I’m not saying we got it from Run-DMC. But it’s hard to imagine a tighter band, in both senses of the word: tight like they traded lines at top speed—“He’s the better of the best, best believe he’s the baddest / Perfect timing when I’m climbing on my rhyming apparatus”—and tight like family. They rapped about each other; they rapped a whole lot about the voiceless Jay. They were as regimented as a gang, and as distinct as action figures: Run short and fiery; Darryl tall, cool and bespectacled; Jay, the wizard behind the curtain.

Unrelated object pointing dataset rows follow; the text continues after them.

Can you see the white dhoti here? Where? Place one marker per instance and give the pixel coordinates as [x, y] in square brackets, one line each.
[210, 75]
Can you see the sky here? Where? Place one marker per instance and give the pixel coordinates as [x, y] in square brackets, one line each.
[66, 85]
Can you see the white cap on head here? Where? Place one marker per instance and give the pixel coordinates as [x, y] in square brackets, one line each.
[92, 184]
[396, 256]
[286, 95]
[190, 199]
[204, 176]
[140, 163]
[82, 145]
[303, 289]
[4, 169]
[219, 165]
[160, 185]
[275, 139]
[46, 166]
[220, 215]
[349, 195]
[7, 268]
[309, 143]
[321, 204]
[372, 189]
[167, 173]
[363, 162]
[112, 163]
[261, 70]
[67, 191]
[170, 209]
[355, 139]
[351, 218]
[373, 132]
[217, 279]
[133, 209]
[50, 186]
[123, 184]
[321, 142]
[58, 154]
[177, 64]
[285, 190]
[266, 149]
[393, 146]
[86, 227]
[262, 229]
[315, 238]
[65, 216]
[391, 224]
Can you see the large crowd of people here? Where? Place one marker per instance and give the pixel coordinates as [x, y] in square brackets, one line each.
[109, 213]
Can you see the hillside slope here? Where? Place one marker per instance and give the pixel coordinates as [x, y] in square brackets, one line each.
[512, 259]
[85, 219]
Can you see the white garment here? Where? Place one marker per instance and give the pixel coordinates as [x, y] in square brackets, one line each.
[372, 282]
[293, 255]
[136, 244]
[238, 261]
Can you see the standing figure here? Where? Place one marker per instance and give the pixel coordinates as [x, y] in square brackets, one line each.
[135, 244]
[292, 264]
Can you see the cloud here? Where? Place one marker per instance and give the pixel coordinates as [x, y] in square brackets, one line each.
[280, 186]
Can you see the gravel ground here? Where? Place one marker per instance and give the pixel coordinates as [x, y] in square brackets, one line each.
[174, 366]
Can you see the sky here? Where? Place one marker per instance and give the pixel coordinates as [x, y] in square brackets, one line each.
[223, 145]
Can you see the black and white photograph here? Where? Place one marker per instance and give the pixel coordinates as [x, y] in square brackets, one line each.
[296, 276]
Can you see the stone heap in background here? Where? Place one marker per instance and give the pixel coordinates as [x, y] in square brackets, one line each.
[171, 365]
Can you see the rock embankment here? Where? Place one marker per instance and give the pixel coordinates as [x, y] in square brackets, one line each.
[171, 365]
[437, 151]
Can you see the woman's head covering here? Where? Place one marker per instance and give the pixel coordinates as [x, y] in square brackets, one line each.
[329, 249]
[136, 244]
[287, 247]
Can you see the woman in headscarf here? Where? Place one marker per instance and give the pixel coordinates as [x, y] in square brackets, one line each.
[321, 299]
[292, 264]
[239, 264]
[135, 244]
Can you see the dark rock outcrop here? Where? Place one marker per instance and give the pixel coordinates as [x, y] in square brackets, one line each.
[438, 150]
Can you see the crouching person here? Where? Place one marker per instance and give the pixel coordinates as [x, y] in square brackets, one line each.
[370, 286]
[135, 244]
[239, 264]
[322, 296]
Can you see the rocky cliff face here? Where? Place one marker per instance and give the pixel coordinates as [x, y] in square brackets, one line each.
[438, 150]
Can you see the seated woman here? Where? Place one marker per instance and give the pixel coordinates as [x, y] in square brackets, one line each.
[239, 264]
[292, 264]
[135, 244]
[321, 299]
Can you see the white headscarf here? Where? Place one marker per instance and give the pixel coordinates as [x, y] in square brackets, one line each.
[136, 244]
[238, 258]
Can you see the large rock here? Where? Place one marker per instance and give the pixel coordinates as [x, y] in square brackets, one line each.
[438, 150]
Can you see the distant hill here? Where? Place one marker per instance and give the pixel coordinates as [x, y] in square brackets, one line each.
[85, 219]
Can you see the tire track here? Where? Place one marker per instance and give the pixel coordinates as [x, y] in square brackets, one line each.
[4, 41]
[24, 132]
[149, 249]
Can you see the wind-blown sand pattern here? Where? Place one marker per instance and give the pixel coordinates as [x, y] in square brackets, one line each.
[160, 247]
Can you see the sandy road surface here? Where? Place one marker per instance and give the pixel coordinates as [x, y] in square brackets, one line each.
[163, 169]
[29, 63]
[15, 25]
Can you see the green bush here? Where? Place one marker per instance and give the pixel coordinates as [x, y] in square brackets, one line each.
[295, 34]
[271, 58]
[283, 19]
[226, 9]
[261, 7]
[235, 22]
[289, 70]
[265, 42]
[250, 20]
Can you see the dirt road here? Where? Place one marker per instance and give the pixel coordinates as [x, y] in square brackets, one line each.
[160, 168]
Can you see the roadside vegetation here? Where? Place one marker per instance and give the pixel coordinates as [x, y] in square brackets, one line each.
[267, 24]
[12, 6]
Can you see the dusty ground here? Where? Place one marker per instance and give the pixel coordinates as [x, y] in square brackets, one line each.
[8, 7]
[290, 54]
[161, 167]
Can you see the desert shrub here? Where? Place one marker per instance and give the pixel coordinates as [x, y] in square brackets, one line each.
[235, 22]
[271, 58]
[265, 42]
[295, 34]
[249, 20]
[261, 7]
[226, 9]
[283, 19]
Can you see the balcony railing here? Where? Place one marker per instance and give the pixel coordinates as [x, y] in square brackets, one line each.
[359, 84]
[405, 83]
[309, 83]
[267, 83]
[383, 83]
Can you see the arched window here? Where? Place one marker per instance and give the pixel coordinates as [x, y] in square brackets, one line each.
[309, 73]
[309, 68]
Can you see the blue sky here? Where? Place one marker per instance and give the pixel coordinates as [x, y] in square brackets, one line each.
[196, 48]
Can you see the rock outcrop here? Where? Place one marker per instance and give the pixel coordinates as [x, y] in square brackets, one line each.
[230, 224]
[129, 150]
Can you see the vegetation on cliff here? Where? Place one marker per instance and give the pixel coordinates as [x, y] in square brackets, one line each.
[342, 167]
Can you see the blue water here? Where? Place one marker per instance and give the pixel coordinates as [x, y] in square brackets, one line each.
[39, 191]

In a sense, they were childhood gods, lining up right after Luke, Han, and Leia. But at the same time, they were just some guys cracking each other up. All of which somehow fits inside “Son of Byford,” DMC’s 30-second autobiography: “It’s McDaniels, not McDonald’s / These rhymes are Darryl’s, those burgers are…” and here, Run pauses from his beatboxing to shout “Ronald’s!”
* * *
I missed out. Last year, when my dad was in the hospital having a tumor removed, I should have made him a mix of stuff we’ve listened to together, from Raising Hell to Rabbit Fur Coat. It’s hard to picture him listening to “You Be Illin’” in that white room—the iPod lost in the blankets, the headphones tangled up with the tubes—but not too hard. And of course it wouldn’t have had the impact that Run-DMC had on me, twenty-five years earlier, but it might have shortened the years and miles between us for a minute, the way music does. It might have stood in for the words that never quite seem appropriate, words that even now we tend to mutter at the end of phonecalls—uhluuuhyou—if at all.
God, this sounds like a eulogy. It isn’t. But everything I’ve mentioned here, I still listen to. And I think that’s thanks in large part to my dad, his subtle nudgings, his eagerness to listen, his sense of what lasts.